Another reason why it’s more cost-effective is that it focuses on the asset’s value rather than the company’s credit rating.
A key cost-effective strategy is a hire purchase. A hire purchase uses the company’s credit to gain the asset and loan.
The lender owns the asset as a security interest until the company repays the loan in the final instalment or balloon payment when taking the interest rate into account.
Using asset finance, the company and the lender can save money, letting them finance business needs efficiently.
4. Protect Your Cash Flow
Cash flow is an integral part of any business’s growth. By entering an operating lease and gaining necessary assets, companies potentially save great amounts of capital that they can instead use to buy stock, pay wages, and strengthen production.
Since the company agrees on a loan based on the value of its assets, it enters into manageable loan agreements that may be within the short or medium term.
As the interest rate depends on the asset value, the company gains a better perspective on how much they must repay. Subsequently, the company could acquire extra time to finance operations and wages, using the assets to serve their customers.
Doing so lets them focus on important expenses rather than constantly saving profits to buy new equipment.
The lender can also benefit since the asset is used as collateral and may be taken back due to failure to repay the loan.
With an asset finance lease, companies can prioritise larger expenses to increase success while using top-quality assets to simultaneously grow profits.
5. Spread The Cost Over Time
Like any loan, asset finance uses a set loan duration that companies follow to repay the loan.

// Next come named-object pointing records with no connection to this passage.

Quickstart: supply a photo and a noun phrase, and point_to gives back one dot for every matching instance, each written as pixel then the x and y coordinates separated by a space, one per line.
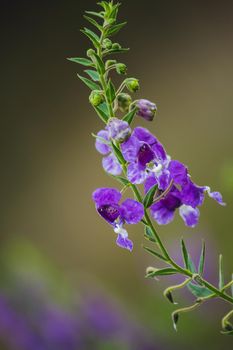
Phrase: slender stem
pixel 181 270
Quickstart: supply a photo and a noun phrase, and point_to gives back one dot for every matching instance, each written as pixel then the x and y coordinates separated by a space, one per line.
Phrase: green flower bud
pixel 96 98
pixel 116 46
pixel 107 44
pixel 121 68
pixel 132 84
pixel 124 101
pixel 90 52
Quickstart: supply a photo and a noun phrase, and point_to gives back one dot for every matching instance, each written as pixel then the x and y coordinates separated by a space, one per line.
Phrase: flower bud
pixel 132 84
pixel 121 68
pixel 124 101
pixel 90 52
pixel 107 44
pixel 96 98
pixel 116 46
pixel 146 109
pixel 118 129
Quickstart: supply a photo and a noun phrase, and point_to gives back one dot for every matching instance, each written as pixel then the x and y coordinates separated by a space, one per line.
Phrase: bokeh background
pixel 182 52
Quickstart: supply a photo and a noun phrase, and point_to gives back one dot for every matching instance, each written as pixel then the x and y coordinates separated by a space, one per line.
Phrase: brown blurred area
pixel 182 52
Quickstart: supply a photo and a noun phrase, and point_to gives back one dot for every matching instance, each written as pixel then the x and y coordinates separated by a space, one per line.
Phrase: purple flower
pixel 144 153
pixel 179 192
pixel 129 212
pixel 146 109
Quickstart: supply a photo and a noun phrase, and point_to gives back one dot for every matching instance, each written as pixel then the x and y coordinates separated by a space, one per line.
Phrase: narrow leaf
pixel 93 74
pixel 151 251
pixel 83 61
pixel 103 116
pixel 115 29
pixel 162 272
pixel 149 234
pixel 202 260
pixel 221 274
pixel 91 37
pixel 89 83
pixel 149 198
pixel 199 291
pixel 184 254
pixel 96 14
pixel 93 22
pixel 129 116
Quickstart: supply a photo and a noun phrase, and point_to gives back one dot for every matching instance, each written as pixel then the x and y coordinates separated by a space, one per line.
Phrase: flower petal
pixel 178 172
pixel 190 215
pixel 215 195
pixel 102 147
pixel 106 196
pixel 111 165
pixel 124 242
pixel 135 174
pixel 131 211
pixel 130 149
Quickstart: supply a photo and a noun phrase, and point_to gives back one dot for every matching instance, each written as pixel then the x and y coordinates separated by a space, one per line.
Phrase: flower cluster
pixel 149 164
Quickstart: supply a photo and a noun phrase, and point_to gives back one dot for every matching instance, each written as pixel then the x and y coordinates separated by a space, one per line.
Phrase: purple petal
pixel 124 242
pixel 101 146
pixel 111 165
pixel 150 181
pixel 192 194
pixel 135 174
pixel 130 149
pixel 132 211
pixel 190 215
pixel 105 196
pixel 161 214
pixel 178 171
pixel 216 196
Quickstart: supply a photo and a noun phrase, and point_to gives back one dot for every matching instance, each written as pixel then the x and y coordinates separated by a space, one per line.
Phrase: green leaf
pixel 110 93
pixel 118 154
pixel 199 291
pixel 202 260
pixel 92 36
pixel 184 254
pixel 99 64
pixel 96 14
pixel 162 272
pixel 83 61
pixel 151 251
pixel 93 74
pixel 89 83
pixel 129 116
pixel 93 22
pixel 115 29
pixel 149 198
pixel 221 274
pixel 122 180
pixel 103 116
pixel 149 234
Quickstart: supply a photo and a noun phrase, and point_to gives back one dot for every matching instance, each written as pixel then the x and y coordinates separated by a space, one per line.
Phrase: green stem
pixel 171 262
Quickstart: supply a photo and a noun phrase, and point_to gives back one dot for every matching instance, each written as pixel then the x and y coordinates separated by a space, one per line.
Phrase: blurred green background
pixel 182 52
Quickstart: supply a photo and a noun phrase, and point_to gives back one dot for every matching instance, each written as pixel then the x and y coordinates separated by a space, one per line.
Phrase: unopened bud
pixel 107 44
pixel 132 84
pixel 124 101
pixel 96 98
pixel 146 109
pixel 121 68
pixel 118 130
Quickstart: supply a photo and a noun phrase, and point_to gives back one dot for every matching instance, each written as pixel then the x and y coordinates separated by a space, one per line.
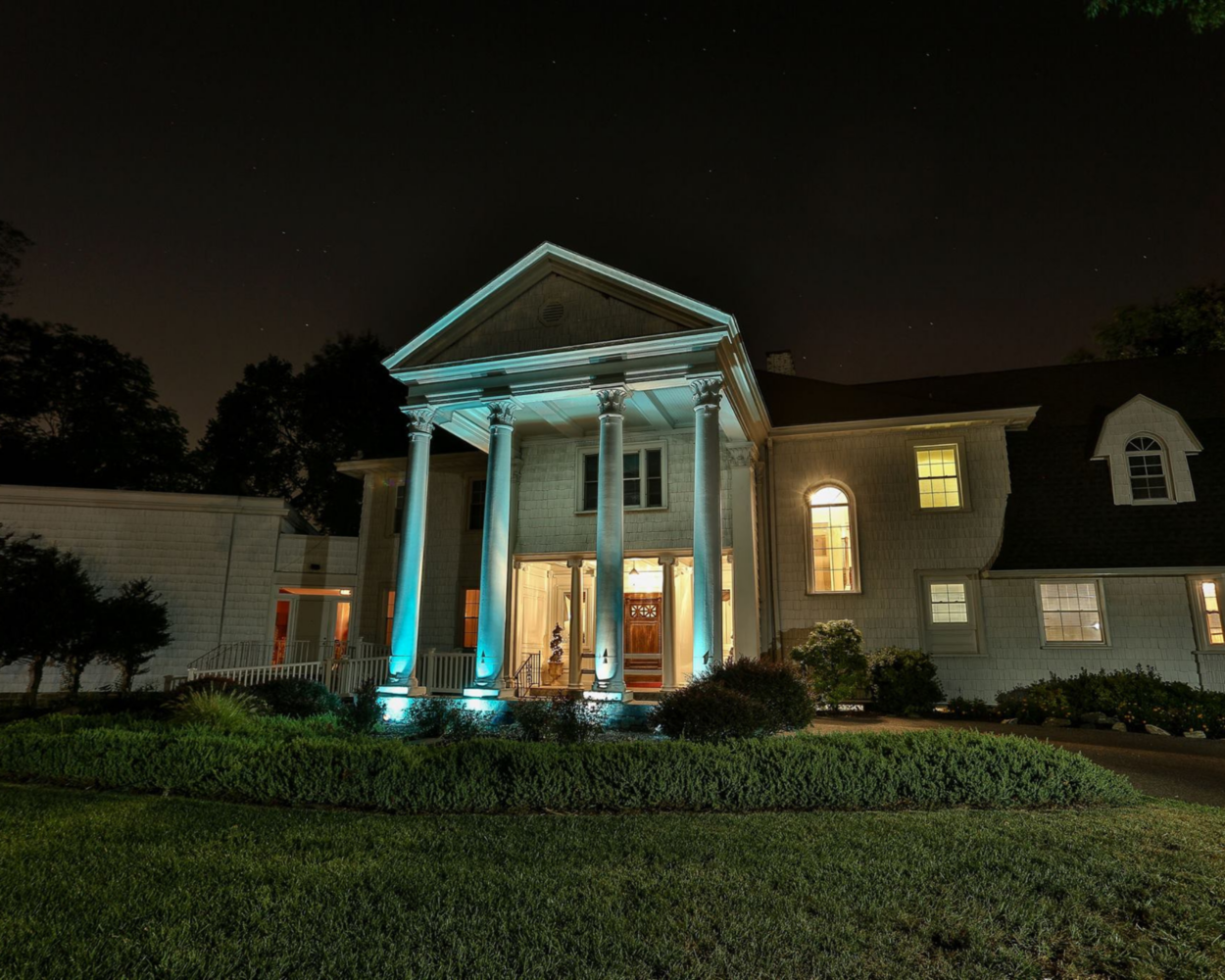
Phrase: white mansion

Because it has fixed payment periods, companies can spread the cost of this operating lease over time. 
Sole traders or smaller companies typically focus more on gaining profit while minimising expenses. Through this strategy, they can receive funds and assets matching the company’s needs without spending more than necessary.
They can finance necessary costs and meet the loan’s deadline thanks to fixed payment periods.
Conclusion
Asset financing can be a great SME strategy to save capital, gain assets, and work within a manageable lease period.